Леша соблюдал честность бога, перед началом действий тщательно выверяя силы сторон. Подыгрывать кому-либо казалось неумным, поскольку это ломало смысл игры. Удовольствие таилось в абсолютном равенстве начального шанса и победе превосходящей из двух стратегий. Одним словом, шахматы, только по грязным и размытым правилам, недоросшим до оформления в некий кодекс. Леша справедливо думал как за тропики, так и за тайгу. За кого-то из них обычно думалось лучше.
Сегодня он уточнял животный мир Латинской Америки, пополняя и без того немалые знания, ведь не подозревает взрослый человек о сервалах и оцелотах. Через годы почему-то помнился муравьед. Еще не забылась цифирка, соседствующая с каждым зверем, и каталог в стороне от двух полушарий, на котором рядом с числами стояли слова. А то посмотришь на муравьеда – и не признаешь в нем муравьеда. Подумаешь, например, что это енот. Или ехидна. Ну мало ли?

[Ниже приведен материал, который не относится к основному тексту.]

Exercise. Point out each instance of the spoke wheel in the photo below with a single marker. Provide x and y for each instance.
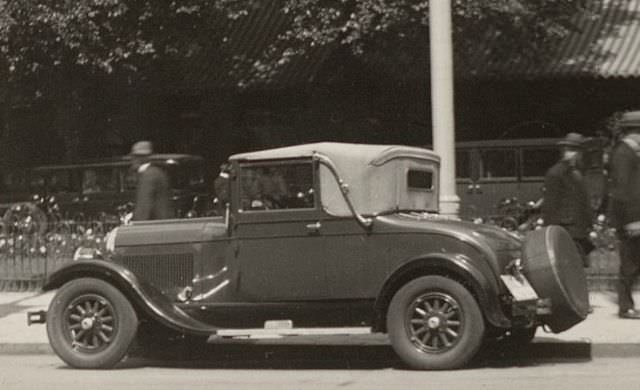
(91, 324)
(435, 323)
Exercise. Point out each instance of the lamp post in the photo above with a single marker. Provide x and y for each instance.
(441, 44)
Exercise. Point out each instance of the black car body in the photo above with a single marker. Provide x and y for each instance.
(322, 237)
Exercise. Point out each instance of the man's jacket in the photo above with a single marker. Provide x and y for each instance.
(566, 200)
(625, 182)
(152, 194)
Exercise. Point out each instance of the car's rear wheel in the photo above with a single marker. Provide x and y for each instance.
(91, 324)
(435, 323)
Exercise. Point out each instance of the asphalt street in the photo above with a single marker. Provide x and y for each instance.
(48, 372)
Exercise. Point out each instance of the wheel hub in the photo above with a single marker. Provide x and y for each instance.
(434, 322)
(87, 323)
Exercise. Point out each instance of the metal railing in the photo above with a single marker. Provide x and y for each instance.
(28, 258)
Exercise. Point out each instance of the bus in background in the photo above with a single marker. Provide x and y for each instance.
(489, 171)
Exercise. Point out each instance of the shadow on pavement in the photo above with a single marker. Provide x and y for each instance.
(363, 357)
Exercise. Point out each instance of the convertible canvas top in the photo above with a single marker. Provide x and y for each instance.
(359, 154)
(377, 175)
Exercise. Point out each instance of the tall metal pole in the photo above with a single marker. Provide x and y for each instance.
(441, 43)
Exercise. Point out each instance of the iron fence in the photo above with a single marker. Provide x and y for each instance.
(28, 257)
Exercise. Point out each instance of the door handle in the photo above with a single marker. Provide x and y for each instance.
(314, 228)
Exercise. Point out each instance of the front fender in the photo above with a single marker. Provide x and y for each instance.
(457, 266)
(142, 295)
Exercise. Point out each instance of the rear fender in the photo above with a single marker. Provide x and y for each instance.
(454, 266)
(144, 297)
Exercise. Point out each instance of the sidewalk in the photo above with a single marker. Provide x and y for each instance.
(602, 334)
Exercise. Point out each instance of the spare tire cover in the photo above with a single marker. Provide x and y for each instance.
(555, 270)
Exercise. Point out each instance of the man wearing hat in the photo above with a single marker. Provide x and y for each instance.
(624, 171)
(566, 199)
(152, 190)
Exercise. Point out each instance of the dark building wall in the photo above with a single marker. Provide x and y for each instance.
(215, 124)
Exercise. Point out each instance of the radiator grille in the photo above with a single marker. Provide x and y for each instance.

Короткие статьи приходились на каждый особый климат. Шли в порядке: рассказ открывася арктикой, затем субарктика, тайга, смешанные леса, широколиственные. Сторонний человек, конечно же, не поймет всю прелесть, которую извлекал Леша из широколиственных. Перекличку зверей и деревьев сопровождали картинки ласкового абсурда: если надо было выразить дух тайги, вокруг одного поваленнго дерева умещались лось, рысь, заяц и еще кто-то характерный и живой. На широколиственной иллюстрации вспоминался только весомый кабан. Очевидно, что счастливец стоял под дубом. Вокруг хрюкана по-соседски резвилось пять-шесть иных поддубных животных, но память вращалась только вокруг свиньи, тяжелой, клыкастой, земляного окраса. В арктике помнился силуют медведя. Была саванна: но что было в саванне? По меньшей мере, саванна вошла в словарь родных понятий и фраз. Экваториальные леса прятали своих животных за зеленой завесой, почему-то казались скучными. Самым большим деревом на Земле вырастала секвойя. Еще на черно-белой фотографии красовалось нечто, выглядевшее как лес и удивлявшее пятью сотнями стволов, но в действительности жившее как одно растение. Название чуда ускользало, на фотография облака листвы чувствовалась рядом.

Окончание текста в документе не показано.